Apparently this is an oddity. I have not encountered other such places. The church does not have the funds as yet to build a proper baptism pool. This is an important goal for the congregation and people are trying to come up with fund raising ideas so they can stop using the temporary solution of the best above ground pool that we can afford. It doesn’t inspire the people being baptized as much as a real baptism pool. It is more a stop-gap effort by the church because they can’t cease doing this ritual until they raise enough money for the new pool. They are actively looking for a donor to fund their project. It will likely be a member of the church and perhaps a local business person who wants to make a kind gesture and get some good public relations in the community. I am helping to get the word out as best I can. The church newsletter includes an appeal and we have circulated among parishioners as well as local vendors. If we are not successful, we no doubt will apply for a grant or hold some kind of event where we charge admission and have an auction. The total take from the event should be enough to cover building the baptism pool. We will then donate the existing above ground pool to a school in need or a community center for the playground.

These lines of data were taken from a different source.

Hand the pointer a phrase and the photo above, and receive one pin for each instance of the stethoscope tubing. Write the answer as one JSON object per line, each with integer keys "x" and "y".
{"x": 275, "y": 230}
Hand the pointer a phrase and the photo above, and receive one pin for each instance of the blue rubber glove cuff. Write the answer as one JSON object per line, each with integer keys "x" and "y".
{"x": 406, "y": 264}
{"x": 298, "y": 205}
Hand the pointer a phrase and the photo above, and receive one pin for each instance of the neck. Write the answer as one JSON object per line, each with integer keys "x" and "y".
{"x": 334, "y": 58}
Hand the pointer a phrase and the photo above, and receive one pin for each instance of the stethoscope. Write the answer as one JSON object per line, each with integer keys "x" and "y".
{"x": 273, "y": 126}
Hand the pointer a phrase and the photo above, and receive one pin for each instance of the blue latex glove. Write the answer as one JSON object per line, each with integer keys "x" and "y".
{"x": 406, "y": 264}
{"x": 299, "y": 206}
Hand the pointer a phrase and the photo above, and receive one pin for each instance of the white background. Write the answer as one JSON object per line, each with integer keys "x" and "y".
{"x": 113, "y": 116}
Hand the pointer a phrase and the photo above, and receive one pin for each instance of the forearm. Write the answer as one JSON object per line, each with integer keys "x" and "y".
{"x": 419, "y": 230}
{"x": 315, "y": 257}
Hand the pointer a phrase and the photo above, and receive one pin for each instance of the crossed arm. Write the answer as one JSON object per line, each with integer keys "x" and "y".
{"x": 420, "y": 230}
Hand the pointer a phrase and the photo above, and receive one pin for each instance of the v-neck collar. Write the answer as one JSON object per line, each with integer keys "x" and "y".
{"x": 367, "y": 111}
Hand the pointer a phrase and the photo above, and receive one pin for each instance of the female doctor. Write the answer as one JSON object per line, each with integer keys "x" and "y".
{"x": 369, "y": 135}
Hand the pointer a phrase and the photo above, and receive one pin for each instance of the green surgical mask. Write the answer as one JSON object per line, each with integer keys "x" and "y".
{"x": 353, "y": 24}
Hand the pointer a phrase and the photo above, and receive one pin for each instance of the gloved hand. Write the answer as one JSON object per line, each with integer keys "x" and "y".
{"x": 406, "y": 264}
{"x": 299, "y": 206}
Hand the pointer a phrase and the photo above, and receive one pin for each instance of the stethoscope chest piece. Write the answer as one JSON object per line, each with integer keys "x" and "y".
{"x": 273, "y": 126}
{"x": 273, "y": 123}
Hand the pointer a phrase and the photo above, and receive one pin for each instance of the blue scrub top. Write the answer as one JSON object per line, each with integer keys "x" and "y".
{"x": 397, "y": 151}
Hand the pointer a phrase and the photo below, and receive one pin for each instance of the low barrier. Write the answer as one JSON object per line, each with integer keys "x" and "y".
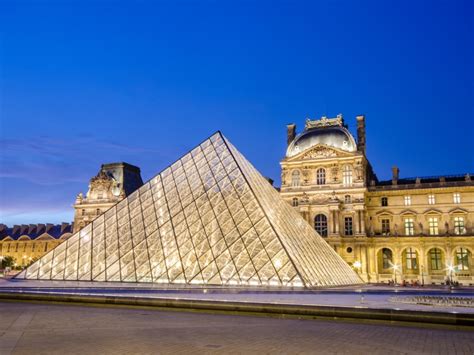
{"x": 278, "y": 310}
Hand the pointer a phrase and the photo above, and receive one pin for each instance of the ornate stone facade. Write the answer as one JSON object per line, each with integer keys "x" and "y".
{"x": 112, "y": 183}
{"x": 417, "y": 229}
{"x": 26, "y": 243}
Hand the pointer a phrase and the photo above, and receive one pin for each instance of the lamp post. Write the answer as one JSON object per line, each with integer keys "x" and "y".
{"x": 422, "y": 276}
{"x": 395, "y": 268}
{"x": 357, "y": 264}
{"x": 450, "y": 274}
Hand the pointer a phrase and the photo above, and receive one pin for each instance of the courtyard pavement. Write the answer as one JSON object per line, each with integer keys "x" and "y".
{"x": 27, "y": 328}
{"x": 361, "y": 297}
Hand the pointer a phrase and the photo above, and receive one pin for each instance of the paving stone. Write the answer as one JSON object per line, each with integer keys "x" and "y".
{"x": 62, "y": 329}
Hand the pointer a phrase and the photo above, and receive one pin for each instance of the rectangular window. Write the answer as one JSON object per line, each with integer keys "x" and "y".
{"x": 347, "y": 176}
{"x": 348, "y": 226}
{"x": 459, "y": 225}
{"x": 409, "y": 226}
{"x": 385, "y": 226}
{"x": 407, "y": 200}
{"x": 435, "y": 258}
{"x": 433, "y": 225}
{"x": 462, "y": 256}
{"x": 411, "y": 259}
{"x": 457, "y": 197}
{"x": 431, "y": 199}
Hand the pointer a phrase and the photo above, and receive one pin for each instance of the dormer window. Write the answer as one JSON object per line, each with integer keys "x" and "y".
{"x": 347, "y": 175}
{"x": 407, "y": 200}
{"x": 320, "y": 176}
{"x": 457, "y": 197}
{"x": 295, "y": 178}
{"x": 431, "y": 199}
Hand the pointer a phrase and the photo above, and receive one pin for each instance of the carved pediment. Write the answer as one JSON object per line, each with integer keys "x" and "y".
{"x": 320, "y": 151}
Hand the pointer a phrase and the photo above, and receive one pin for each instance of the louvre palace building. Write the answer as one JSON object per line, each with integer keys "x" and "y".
{"x": 414, "y": 229}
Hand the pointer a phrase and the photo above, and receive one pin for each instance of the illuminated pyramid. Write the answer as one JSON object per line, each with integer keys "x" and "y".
{"x": 209, "y": 219}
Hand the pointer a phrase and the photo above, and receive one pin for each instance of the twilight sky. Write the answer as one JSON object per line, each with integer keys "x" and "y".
{"x": 88, "y": 82}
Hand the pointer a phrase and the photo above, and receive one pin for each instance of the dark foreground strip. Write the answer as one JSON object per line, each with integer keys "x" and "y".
{"x": 461, "y": 320}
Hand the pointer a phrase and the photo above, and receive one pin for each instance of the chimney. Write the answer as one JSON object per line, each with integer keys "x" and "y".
{"x": 290, "y": 133}
{"x": 361, "y": 133}
{"x": 395, "y": 174}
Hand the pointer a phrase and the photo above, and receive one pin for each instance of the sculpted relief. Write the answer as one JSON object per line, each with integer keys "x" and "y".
{"x": 320, "y": 152}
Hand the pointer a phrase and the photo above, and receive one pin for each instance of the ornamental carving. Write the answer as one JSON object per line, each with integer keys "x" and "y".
{"x": 324, "y": 122}
{"x": 322, "y": 198}
{"x": 320, "y": 152}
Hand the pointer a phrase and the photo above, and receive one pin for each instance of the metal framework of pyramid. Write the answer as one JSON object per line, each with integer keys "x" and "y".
{"x": 210, "y": 219}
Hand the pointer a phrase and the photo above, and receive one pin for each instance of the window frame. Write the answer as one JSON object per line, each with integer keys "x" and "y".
{"x": 409, "y": 226}
{"x": 321, "y": 176}
{"x": 348, "y": 226}
{"x": 407, "y": 200}
{"x": 321, "y": 224}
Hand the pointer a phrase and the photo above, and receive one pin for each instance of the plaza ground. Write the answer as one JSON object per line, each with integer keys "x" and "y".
{"x": 27, "y": 328}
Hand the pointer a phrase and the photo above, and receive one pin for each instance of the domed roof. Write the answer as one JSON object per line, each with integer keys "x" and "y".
{"x": 332, "y": 136}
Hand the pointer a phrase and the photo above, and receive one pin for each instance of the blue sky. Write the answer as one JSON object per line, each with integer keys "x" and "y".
{"x": 88, "y": 82}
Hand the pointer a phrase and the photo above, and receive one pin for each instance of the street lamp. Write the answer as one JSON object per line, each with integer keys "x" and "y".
{"x": 395, "y": 269}
{"x": 422, "y": 276}
{"x": 450, "y": 275}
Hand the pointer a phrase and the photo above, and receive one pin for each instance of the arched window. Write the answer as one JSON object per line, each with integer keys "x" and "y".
{"x": 321, "y": 225}
{"x": 347, "y": 175}
{"x": 411, "y": 259}
{"x": 387, "y": 258}
{"x": 462, "y": 258}
{"x": 320, "y": 176}
{"x": 295, "y": 178}
{"x": 435, "y": 259}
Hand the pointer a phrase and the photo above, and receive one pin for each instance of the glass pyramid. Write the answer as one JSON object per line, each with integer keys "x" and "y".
{"x": 208, "y": 219}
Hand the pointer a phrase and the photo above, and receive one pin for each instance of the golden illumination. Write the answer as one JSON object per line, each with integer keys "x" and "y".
{"x": 209, "y": 218}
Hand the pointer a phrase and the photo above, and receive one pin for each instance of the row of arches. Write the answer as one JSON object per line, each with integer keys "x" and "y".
{"x": 321, "y": 176}
{"x": 437, "y": 261}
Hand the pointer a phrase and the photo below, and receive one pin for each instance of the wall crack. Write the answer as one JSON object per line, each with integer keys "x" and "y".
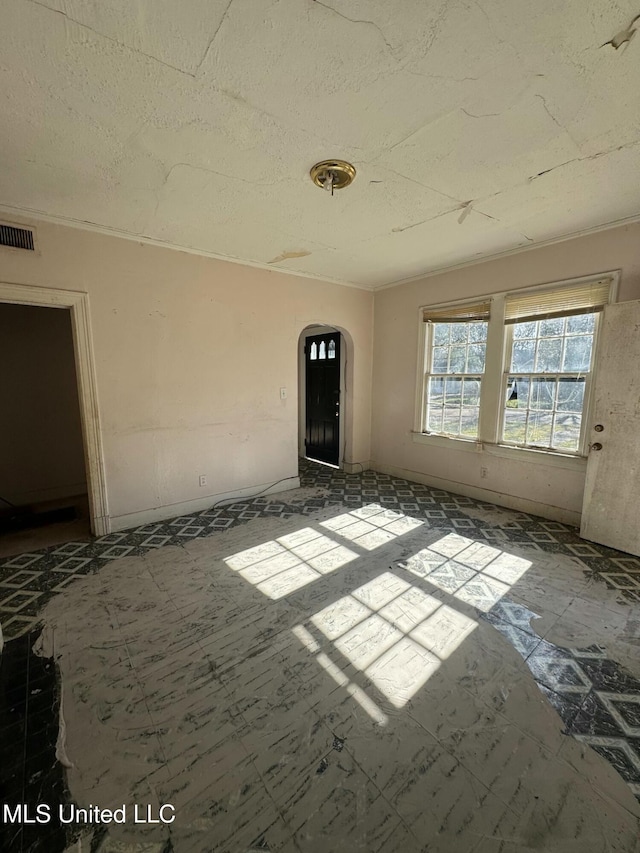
{"x": 358, "y": 21}
{"x": 111, "y": 39}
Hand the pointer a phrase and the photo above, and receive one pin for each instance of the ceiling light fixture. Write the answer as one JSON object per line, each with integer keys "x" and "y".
{"x": 332, "y": 175}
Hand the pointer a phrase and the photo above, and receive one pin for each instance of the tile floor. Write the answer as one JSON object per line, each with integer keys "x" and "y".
{"x": 361, "y": 664}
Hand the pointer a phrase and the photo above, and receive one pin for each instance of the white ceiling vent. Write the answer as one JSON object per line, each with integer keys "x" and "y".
{"x": 16, "y": 238}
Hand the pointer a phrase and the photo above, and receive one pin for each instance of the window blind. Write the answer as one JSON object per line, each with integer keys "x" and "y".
{"x": 582, "y": 298}
{"x": 457, "y": 314}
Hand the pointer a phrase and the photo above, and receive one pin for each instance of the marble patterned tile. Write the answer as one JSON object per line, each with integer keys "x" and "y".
{"x": 311, "y": 726}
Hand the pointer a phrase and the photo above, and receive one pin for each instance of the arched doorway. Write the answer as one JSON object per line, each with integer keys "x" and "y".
{"x": 325, "y": 362}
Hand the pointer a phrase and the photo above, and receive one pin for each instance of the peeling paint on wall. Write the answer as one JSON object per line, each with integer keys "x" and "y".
{"x": 285, "y": 256}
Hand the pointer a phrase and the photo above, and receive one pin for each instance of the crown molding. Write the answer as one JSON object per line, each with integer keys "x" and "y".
{"x": 618, "y": 223}
{"x": 38, "y": 215}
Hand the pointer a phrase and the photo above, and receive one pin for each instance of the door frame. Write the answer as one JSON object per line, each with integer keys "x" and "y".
{"x": 336, "y": 366}
{"x": 345, "y": 423}
{"x": 78, "y": 304}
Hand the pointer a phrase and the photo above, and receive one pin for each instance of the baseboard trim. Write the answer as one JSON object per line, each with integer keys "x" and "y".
{"x": 553, "y": 513}
{"x": 49, "y": 493}
{"x": 356, "y": 467}
{"x": 162, "y": 513}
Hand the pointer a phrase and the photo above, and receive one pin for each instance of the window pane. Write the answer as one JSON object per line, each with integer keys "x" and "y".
{"x": 552, "y": 327}
{"x": 570, "y": 395}
{"x": 525, "y": 330}
{"x": 549, "y": 355}
{"x": 453, "y": 392}
{"x": 470, "y": 408}
{"x": 543, "y": 405}
{"x": 475, "y": 358}
{"x": 577, "y": 357}
{"x": 542, "y": 394}
{"x": 441, "y": 333}
{"x": 523, "y": 355}
{"x": 453, "y": 400}
{"x": 440, "y": 359}
{"x": 456, "y": 359}
{"x": 566, "y": 432}
{"x": 451, "y": 421}
{"x": 471, "y": 392}
{"x": 518, "y": 392}
{"x": 434, "y": 422}
{"x": 539, "y": 429}
{"x": 458, "y": 332}
{"x": 581, "y": 325}
{"x": 477, "y": 332}
{"x": 515, "y": 426}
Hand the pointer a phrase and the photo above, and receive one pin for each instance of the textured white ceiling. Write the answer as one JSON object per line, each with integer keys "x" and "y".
{"x": 476, "y": 126}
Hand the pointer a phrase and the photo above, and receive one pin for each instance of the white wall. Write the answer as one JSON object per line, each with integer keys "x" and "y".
{"x": 190, "y": 355}
{"x": 42, "y": 455}
{"x": 535, "y": 486}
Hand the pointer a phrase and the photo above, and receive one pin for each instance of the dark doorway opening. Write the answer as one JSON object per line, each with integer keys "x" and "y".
{"x": 322, "y": 398}
{"x": 43, "y": 484}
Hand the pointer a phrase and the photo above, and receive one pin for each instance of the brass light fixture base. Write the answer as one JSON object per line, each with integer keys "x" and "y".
{"x": 335, "y": 173}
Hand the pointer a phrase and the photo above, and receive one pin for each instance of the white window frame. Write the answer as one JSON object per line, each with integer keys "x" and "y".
{"x": 493, "y": 388}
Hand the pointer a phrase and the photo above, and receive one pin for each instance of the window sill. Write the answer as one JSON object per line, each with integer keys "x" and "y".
{"x": 505, "y": 451}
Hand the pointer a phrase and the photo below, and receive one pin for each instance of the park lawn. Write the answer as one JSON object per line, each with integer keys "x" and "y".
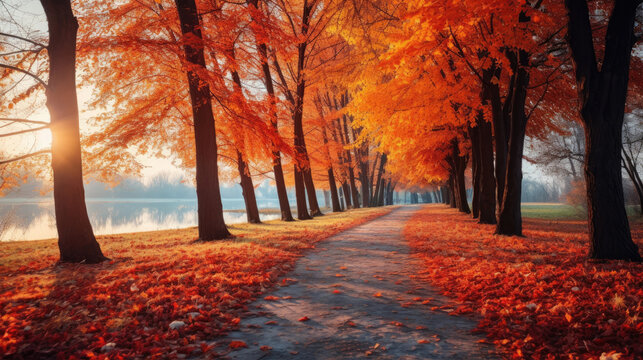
{"x": 154, "y": 278}
{"x": 537, "y": 296}
{"x": 558, "y": 211}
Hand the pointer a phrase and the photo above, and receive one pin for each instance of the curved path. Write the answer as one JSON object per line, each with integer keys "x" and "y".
{"x": 358, "y": 293}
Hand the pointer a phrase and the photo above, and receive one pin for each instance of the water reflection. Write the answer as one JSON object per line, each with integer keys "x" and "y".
{"x": 31, "y": 219}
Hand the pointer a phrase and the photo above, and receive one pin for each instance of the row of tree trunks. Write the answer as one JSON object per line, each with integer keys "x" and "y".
{"x": 282, "y": 194}
{"x": 247, "y": 187}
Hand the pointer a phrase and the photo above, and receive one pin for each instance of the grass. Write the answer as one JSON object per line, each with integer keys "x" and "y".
{"x": 154, "y": 278}
{"x": 537, "y": 296}
{"x": 558, "y": 211}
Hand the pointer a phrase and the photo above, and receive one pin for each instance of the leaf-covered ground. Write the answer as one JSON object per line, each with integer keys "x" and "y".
{"x": 538, "y": 295}
{"x": 154, "y": 280}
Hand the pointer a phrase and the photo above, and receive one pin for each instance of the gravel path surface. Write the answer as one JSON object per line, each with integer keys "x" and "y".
{"x": 355, "y": 296}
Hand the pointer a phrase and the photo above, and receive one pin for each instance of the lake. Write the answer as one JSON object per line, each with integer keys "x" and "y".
{"x": 33, "y": 219}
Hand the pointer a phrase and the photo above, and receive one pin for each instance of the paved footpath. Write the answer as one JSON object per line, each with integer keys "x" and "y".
{"x": 358, "y": 292}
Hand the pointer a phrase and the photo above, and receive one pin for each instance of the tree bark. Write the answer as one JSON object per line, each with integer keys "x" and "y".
{"x": 452, "y": 191}
{"x": 280, "y": 183}
{"x": 487, "y": 183}
{"x": 248, "y": 190}
{"x": 630, "y": 167}
{"x": 351, "y": 173}
{"x": 475, "y": 169}
{"x": 500, "y": 117}
{"x": 247, "y": 187}
{"x": 76, "y": 240}
{"x": 380, "y": 171}
{"x": 301, "y": 165}
{"x": 347, "y": 198}
{"x": 602, "y": 96}
{"x": 510, "y": 218}
{"x": 210, "y": 210}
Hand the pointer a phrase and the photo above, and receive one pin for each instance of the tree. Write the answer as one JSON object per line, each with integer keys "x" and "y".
{"x": 210, "y": 210}
{"x": 76, "y": 240}
{"x": 602, "y": 95}
{"x": 632, "y": 148}
{"x": 262, "y": 49}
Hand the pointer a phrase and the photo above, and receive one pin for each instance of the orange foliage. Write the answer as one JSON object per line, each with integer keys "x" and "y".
{"x": 538, "y": 296}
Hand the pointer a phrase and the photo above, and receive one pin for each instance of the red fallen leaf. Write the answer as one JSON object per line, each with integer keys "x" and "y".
{"x": 235, "y": 344}
{"x": 205, "y": 347}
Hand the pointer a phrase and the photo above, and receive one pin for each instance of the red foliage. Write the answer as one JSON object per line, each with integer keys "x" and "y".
{"x": 538, "y": 295}
{"x": 124, "y": 308}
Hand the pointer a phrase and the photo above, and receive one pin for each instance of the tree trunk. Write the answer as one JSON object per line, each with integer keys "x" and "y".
{"x": 487, "y": 193}
{"x": 630, "y": 167}
{"x": 363, "y": 178}
{"x": 380, "y": 197}
{"x": 76, "y": 240}
{"x": 380, "y": 172}
{"x": 463, "y": 205}
{"x": 510, "y": 218}
{"x": 210, "y": 209}
{"x": 247, "y": 188}
{"x": 452, "y": 192}
{"x": 389, "y": 193}
{"x": 351, "y": 173}
{"x": 248, "y": 191}
{"x": 333, "y": 191}
{"x": 300, "y": 195}
{"x": 302, "y": 167}
{"x": 602, "y": 96}
{"x": 282, "y": 193}
{"x": 310, "y": 190}
{"x": 347, "y": 198}
{"x": 475, "y": 169}
{"x": 500, "y": 118}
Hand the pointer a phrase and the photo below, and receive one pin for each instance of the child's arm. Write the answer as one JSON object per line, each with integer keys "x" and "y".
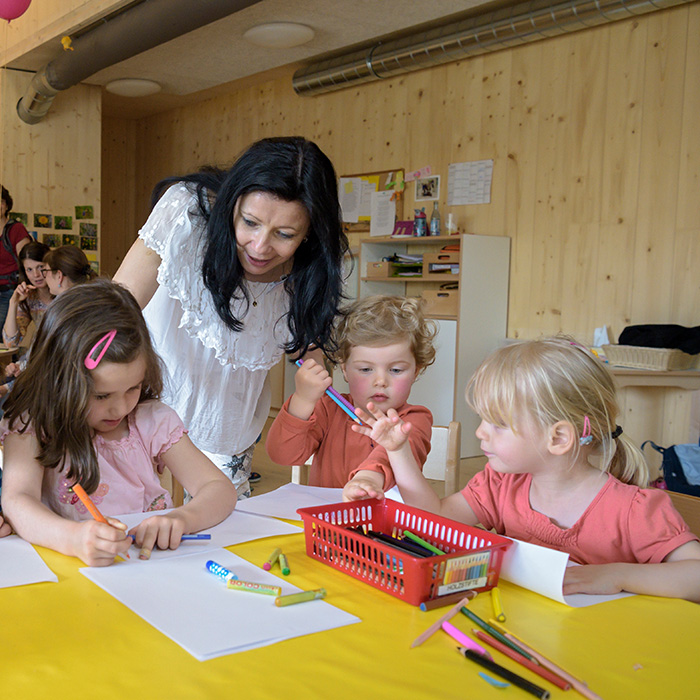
{"x": 311, "y": 381}
{"x": 391, "y": 433}
{"x": 677, "y": 577}
{"x": 213, "y": 499}
{"x": 94, "y": 543}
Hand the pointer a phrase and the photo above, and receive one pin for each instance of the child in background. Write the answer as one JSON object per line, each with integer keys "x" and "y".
{"x": 560, "y": 474}
{"x": 384, "y": 343}
{"x": 85, "y": 411}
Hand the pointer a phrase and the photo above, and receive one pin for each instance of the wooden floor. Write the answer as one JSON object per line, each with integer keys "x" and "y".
{"x": 274, "y": 476}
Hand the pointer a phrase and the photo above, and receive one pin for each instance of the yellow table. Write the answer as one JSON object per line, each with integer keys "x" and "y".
{"x": 72, "y": 640}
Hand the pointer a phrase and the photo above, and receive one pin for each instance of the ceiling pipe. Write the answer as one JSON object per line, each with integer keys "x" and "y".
{"x": 520, "y": 24}
{"x": 134, "y": 30}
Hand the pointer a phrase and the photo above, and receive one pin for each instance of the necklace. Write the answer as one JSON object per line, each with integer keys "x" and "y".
{"x": 259, "y": 294}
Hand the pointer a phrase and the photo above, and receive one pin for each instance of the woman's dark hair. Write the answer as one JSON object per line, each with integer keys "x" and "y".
{"x": 53, "y": 393}
{"x": 295, "y": 170}
{"x": 7, "y": 199}
{"x": 72, "y": 262}
{"x": 32, "y": 251}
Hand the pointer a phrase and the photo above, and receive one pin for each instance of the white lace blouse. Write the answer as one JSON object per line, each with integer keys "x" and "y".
{"x": 216, "y": 379}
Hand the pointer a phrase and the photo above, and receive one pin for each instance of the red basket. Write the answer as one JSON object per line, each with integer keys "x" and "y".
{"x": 472, "y": 559}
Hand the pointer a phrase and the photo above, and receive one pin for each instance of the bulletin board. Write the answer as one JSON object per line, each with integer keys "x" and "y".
{"x": 376, "y": 181}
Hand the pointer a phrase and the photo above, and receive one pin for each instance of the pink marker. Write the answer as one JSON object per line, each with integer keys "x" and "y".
{"x": 464, "y": 640}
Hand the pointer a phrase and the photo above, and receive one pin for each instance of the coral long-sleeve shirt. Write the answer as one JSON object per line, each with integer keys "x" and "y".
{"x": 338, "y": 451}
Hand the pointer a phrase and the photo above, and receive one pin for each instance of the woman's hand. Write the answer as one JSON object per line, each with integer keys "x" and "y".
{"x": 386, "y": 429}
{"x": 97, "y": 543}
{"x": 163, "y": 531}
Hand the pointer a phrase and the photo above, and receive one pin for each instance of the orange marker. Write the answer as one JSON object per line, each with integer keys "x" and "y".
{"x": 79, "y": 491}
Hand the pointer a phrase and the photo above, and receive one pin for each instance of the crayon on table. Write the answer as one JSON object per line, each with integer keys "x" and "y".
{"x": 284, "y": 564}
{"x": 497, "y": 605}
{"x": 79, "y": 491}
{"x": 252, "y": 587}
{"x": 220, "y": 571}
{"x": 273, "y": 559}
{"x": 445, "y": 600}
{"x": 437, "y": 624}
{"x": 303, "y": 597}
{"x": 498, "y": 635}
{"x": 513, "y": 678}
{"x": 462, "y": 639}
{"x": 535, "y": 668}
{"x": 422, "y": 542}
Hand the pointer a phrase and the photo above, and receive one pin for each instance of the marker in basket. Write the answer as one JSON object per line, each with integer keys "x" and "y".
{"x": 437, "y": 624}
{"x": 498, "y": 635}
{"x": 333, "y": 394}
{"x": 422, "y": 542}
{"x": 273, "y": 559}
{"x": 284, "y": 565}
{"x": 303, "y": 597}
{"x": 220, "y": 571}
{"x": 79, "y": 491}
{"x": 251, "y": 587}
{"x": 498, "y": 670}
{"x": 497, "y": 605}
{"x": 535, "y": 668}
{"x": 445, "y": 600}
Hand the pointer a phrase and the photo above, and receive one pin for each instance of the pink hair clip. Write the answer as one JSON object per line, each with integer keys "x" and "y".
{"x": 107, "y": 339}
{"x": 586, "y": 437}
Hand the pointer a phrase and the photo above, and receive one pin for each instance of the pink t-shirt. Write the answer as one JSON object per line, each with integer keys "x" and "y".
{"x": 623, "y": 523}
{"x": 129, "y": 480}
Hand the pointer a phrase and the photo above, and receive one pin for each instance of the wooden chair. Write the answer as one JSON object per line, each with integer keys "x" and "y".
{"x": 442, "y": 463}
{"x": 689, "y": 508}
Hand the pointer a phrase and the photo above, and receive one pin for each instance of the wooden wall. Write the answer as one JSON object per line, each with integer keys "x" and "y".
{"x": 55, "y": 165}
{"x": 596, "y": 160}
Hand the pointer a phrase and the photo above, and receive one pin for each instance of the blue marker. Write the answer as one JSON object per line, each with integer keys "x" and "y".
{"x": 220, "y": 571}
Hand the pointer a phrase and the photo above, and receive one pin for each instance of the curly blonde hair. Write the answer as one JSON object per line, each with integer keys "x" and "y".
{"x": 551, "y": 380}
{"x": 382, "y": 319}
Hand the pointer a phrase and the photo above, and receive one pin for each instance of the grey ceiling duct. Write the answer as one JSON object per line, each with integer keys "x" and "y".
{"x": 458, "y": 39}
{"x": 137, "y": 28}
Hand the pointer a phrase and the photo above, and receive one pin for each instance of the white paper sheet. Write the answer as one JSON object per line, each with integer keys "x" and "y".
{"x": 284, "y": 501}
{"x": 21, "y": 564}
{"x": 213, "y": 620}
{"x": 542, "y": 570}
{"x": 238, "y": 527}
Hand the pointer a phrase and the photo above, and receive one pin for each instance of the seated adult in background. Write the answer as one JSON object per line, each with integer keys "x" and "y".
{"x": 14, "y": 238}
{"x": 66, "y": 266}
{"x": 31, "y": 297}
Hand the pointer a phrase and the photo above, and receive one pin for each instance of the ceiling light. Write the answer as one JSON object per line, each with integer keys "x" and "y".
{"x": 133, "y": 87}
{"x": 279, "y": 35}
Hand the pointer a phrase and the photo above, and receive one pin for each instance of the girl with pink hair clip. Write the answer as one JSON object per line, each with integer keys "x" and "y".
{"x": 86, "y": 411}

It turns out that we did not have to plan a big event which is difficult and time consuming. We did receive a response from several local donors who were willing to split the total cost of the new pool installation. They were willing to pay whatever was necessary to make it a picturesque and well-constructed pool. We wanted to honor these donors with a celebration at the time the installation is completed. We would also mention their charitable nature in our church newsletter. It serves a dual function internally in the church and as a community bulletin. I am sure that these donors will get new business as a result, but this was not entirely their intent. They believed in the necessity of the new pool and the important rituals that would take place.